Is CLIL is suitable for all students? Other pedagogies may be preferable to students. For instance, some may choose to learn a foreign language first and then take a course taught in that language. Another option would be to take a course in their native language and take the same course in the foreign language. Without an adaptive learning system, these learning strategies would be difficult to implement since a high flexibility of the schedules of teachers and students would be required. In order to maximise its linguistic effectiveness and subject matter learnability, we suggest combing an adaptive learning tool with the use of a CLIL approach.
Two fully bilingual courses will be designed, in English and French, one for a technical Computing subject and the other in a more discursive subject such as Business Information Management. These courses will be made available for students in two universities, one in France and the other in the UK, who want to improve their language skills in English, in French or in both languages.
The course content will be available online in various forms (text, animation, audio, video) on a dedicated platform. Special attention will be given to granularity (that is, the size of each unit of learning), style and type of content, exploiting research in fields such as pedagogy, content management (CM) and digital media asset management (DMAM).
Initially, the platform and courses will be tested for robustness, and then evaluated, by a small group of students.

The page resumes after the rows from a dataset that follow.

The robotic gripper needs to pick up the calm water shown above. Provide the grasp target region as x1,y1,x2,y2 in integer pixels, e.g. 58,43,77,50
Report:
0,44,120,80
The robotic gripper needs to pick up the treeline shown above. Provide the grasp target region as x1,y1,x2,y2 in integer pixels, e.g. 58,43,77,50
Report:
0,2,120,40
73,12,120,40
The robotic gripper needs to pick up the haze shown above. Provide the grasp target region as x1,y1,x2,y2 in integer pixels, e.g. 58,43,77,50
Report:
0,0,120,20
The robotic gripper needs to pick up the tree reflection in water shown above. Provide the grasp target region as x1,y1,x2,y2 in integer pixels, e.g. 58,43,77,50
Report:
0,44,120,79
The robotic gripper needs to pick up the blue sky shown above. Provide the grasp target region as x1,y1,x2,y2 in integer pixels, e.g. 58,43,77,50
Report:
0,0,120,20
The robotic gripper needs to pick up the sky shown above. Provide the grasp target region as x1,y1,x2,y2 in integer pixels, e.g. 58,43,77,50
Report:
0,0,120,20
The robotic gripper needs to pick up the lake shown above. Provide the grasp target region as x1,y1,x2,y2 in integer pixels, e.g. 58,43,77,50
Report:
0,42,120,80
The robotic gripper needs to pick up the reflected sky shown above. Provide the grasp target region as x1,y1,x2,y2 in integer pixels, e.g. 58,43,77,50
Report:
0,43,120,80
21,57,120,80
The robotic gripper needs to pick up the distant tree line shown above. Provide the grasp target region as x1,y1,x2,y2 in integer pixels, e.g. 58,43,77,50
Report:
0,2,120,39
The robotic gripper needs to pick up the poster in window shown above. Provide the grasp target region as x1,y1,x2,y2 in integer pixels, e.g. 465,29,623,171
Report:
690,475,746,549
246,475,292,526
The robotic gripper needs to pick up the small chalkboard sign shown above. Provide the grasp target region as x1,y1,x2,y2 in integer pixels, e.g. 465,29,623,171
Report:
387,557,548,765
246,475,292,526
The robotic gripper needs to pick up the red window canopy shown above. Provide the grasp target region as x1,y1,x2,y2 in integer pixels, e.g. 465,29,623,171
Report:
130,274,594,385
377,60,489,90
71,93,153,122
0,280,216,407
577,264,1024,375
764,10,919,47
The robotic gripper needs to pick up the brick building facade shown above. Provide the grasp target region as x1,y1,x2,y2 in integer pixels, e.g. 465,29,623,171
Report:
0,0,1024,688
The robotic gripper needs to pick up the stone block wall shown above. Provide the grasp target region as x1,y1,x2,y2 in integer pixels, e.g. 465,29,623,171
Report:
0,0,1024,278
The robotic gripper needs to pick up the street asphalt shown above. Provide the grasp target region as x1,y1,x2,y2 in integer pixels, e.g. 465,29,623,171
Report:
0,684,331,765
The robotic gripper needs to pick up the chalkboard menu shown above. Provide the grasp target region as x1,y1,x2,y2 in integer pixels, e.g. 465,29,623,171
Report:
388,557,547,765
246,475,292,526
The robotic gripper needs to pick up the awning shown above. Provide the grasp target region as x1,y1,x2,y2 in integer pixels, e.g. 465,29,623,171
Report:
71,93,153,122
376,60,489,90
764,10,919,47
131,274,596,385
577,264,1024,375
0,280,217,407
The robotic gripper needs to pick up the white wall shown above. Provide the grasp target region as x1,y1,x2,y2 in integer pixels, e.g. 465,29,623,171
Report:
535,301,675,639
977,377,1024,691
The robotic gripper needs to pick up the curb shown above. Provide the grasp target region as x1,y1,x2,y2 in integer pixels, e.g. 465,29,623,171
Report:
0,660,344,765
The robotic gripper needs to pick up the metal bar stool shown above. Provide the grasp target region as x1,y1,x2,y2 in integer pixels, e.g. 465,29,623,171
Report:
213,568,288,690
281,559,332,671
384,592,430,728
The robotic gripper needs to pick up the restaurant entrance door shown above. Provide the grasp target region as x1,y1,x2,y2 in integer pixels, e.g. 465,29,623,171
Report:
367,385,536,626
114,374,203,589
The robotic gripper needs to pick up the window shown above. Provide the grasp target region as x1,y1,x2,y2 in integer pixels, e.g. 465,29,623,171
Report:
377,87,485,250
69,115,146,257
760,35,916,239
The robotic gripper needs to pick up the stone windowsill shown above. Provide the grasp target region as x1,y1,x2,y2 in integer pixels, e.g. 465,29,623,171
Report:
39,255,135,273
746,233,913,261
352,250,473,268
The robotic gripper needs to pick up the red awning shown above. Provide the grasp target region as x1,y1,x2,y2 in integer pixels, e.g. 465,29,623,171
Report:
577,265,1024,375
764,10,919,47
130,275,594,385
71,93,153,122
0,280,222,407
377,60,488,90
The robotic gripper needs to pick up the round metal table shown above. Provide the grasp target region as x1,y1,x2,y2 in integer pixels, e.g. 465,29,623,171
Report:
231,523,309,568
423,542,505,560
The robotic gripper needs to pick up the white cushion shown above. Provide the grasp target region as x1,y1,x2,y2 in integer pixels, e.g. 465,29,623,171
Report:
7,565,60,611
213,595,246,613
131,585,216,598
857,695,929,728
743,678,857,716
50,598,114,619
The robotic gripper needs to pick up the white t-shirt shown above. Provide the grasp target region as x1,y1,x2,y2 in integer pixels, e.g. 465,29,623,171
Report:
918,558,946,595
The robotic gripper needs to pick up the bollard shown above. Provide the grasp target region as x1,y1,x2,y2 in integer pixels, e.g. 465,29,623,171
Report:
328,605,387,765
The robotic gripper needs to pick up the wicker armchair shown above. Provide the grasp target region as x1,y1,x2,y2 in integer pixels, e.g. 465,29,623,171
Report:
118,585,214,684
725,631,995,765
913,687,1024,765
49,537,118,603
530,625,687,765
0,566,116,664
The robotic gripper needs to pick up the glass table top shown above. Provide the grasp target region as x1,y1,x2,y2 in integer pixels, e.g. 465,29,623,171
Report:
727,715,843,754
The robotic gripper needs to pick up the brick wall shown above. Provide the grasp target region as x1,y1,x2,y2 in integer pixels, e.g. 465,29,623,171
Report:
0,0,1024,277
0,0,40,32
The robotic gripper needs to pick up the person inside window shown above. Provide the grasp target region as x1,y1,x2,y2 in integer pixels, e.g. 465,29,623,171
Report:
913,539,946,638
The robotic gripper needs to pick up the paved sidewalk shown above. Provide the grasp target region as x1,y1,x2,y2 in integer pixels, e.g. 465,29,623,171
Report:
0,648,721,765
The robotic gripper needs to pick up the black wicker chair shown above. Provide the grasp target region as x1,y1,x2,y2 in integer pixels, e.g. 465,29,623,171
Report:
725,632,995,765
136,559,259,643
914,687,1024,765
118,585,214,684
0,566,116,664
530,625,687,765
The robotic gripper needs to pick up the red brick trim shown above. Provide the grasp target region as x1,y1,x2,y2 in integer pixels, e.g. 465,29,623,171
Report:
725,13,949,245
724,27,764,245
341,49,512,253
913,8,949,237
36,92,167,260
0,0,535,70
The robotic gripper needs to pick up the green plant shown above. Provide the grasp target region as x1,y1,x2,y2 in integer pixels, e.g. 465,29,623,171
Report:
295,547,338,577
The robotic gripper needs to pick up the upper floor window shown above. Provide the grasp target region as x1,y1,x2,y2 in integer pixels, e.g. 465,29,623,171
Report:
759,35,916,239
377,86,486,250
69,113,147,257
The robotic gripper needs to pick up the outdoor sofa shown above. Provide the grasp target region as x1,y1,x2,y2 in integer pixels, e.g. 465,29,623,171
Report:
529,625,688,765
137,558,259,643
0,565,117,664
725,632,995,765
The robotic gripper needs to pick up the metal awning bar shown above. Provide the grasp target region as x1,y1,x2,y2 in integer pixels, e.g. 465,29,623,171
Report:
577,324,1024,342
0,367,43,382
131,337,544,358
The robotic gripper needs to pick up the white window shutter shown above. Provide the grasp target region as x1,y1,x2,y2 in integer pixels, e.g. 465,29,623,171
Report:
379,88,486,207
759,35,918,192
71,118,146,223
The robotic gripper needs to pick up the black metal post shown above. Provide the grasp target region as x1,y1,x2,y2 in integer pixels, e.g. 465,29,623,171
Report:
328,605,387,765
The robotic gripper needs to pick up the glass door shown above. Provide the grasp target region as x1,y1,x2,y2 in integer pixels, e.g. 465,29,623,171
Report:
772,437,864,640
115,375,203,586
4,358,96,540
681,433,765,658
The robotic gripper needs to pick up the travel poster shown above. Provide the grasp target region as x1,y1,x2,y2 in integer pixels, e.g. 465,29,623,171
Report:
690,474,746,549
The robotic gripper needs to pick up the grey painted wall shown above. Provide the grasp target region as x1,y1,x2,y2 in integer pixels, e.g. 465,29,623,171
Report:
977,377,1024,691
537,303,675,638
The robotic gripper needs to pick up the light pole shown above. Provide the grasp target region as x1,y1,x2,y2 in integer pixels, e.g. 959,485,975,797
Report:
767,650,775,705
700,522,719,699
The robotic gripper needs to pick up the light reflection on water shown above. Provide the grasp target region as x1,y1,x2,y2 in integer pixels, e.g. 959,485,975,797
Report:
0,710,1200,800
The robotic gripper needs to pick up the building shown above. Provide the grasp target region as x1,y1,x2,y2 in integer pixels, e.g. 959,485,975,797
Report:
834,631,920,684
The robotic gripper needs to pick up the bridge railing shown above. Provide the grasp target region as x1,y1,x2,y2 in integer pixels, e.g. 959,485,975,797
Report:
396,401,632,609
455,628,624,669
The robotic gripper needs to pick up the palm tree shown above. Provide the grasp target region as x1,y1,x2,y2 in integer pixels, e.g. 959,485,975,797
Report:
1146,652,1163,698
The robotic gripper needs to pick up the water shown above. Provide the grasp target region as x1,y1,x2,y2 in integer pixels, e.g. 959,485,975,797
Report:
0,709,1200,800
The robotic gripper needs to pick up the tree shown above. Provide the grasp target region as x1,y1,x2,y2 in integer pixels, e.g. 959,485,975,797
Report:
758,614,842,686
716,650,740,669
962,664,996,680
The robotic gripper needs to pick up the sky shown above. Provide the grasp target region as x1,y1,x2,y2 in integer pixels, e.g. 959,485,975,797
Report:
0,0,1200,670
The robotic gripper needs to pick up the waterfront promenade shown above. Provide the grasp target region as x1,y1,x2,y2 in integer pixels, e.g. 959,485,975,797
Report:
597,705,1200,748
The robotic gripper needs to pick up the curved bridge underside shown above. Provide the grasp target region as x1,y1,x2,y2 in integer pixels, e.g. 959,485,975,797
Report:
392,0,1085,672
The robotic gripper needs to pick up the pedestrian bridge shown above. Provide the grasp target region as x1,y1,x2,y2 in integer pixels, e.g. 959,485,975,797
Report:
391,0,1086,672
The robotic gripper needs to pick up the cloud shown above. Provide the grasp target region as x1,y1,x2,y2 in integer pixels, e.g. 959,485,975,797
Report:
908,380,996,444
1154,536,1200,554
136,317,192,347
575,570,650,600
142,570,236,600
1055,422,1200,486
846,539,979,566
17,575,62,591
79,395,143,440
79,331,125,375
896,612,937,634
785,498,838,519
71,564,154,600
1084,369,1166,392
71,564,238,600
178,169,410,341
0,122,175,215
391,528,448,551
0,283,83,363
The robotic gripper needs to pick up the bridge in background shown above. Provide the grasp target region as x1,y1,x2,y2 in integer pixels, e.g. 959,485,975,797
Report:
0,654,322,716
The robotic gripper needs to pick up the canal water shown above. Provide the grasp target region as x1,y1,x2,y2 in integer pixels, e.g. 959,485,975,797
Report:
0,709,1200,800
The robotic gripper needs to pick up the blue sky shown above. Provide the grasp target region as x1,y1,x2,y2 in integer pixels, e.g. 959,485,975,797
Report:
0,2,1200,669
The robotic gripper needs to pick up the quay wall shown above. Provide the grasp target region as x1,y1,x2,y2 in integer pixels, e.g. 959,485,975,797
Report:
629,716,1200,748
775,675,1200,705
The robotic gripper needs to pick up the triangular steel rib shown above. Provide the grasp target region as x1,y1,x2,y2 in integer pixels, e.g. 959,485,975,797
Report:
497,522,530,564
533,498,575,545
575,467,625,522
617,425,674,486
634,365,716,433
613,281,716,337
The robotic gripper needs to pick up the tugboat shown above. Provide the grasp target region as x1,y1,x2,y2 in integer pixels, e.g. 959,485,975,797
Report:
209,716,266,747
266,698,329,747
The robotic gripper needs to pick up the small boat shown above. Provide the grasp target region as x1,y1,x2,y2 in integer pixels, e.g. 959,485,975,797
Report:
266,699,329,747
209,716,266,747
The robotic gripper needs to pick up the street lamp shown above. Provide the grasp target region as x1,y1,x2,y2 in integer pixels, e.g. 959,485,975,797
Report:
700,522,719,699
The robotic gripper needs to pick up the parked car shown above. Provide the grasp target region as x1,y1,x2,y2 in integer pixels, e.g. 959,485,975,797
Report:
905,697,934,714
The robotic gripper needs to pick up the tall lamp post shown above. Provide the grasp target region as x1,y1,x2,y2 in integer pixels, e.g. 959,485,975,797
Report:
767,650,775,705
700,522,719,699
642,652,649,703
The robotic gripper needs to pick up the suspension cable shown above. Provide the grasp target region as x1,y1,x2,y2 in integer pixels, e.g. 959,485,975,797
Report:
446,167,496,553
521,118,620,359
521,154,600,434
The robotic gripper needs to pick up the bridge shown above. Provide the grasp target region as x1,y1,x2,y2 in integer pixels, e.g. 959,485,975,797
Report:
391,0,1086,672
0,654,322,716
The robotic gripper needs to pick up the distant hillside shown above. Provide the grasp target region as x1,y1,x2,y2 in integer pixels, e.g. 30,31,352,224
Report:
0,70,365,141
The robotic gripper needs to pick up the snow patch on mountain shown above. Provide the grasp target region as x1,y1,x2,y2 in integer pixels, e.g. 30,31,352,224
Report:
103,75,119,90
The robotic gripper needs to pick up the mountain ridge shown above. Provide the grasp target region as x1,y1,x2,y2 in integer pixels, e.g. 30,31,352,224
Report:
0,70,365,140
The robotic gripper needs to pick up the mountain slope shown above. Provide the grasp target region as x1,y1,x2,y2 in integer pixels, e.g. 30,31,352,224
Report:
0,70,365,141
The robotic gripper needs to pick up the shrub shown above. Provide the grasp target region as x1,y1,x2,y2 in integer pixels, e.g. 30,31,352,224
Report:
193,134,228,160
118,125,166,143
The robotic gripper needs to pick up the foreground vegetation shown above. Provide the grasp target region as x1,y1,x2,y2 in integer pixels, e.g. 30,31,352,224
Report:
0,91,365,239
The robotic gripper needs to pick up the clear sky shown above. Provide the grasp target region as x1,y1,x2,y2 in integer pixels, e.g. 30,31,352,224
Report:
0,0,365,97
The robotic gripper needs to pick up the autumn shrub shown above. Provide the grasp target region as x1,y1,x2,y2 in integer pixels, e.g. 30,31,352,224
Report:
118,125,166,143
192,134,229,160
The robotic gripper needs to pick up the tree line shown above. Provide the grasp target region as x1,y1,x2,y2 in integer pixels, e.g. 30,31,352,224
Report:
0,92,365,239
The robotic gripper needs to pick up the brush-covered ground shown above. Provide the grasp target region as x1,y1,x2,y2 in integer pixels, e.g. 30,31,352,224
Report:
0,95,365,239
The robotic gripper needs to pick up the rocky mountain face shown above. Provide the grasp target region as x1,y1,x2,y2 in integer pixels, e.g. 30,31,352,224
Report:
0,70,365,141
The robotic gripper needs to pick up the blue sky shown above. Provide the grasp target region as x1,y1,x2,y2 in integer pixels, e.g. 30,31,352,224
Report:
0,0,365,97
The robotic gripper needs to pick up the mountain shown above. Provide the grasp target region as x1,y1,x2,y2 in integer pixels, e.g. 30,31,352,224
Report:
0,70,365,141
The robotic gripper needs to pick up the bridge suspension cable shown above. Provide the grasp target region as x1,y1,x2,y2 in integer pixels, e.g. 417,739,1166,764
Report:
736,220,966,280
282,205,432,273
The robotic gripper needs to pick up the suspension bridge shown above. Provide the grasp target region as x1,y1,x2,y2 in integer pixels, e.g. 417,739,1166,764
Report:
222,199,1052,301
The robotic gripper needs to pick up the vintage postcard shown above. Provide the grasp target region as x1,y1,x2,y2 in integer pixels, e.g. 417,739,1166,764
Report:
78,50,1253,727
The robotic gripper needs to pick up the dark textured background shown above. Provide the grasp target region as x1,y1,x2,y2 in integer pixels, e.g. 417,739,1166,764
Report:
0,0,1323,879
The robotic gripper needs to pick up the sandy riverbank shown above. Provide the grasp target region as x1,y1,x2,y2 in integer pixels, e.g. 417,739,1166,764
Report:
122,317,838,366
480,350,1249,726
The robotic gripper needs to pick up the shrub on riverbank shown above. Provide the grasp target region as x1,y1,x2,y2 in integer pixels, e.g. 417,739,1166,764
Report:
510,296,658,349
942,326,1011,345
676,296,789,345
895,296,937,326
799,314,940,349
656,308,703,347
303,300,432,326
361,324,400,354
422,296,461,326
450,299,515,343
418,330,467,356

The results from this will be used to identify scalability issues and enhance the platform and the algorithm, making it possible to evaluate with a larger number of students, including international students. Quantitative measures will include demographic profiles and student achievement. The Effect Size (ES) will be used to analyse the effectiveness of the system and compare outcomes from one pedagogical experiment to another. ES promotes a more scientific approach to the accumulation of knowledge . A comparison will be made between two groups: one group will use the algorithm that will select the most suitable content, type of content and language (experimental group); the other group will use the same course without the algorithm (control group).
The algorithm will be improved based on statistics and feedback from students. Further studies will be proposed to establish the generalizability in other academic disciplines, and with other languages.
In this work-in-progress paper, different solutions have been suggested to improve learning experiences and to maximize language effectiveness in MOOCs. MOOCs seem immature. Current investments from the main actors on the market focus on the volume of learners and courses, rather than adaptive and language features. Although the trend is changing, most courses in MOOCs are still only available in English. The CLIL approach was implemented in several schools within Europe but its application in e-learning remains rare. This research intends to verify if positive effects of CLIL observed in traditional classrooms, combined with adaptive features, can provide significant improvements in the learning process of students.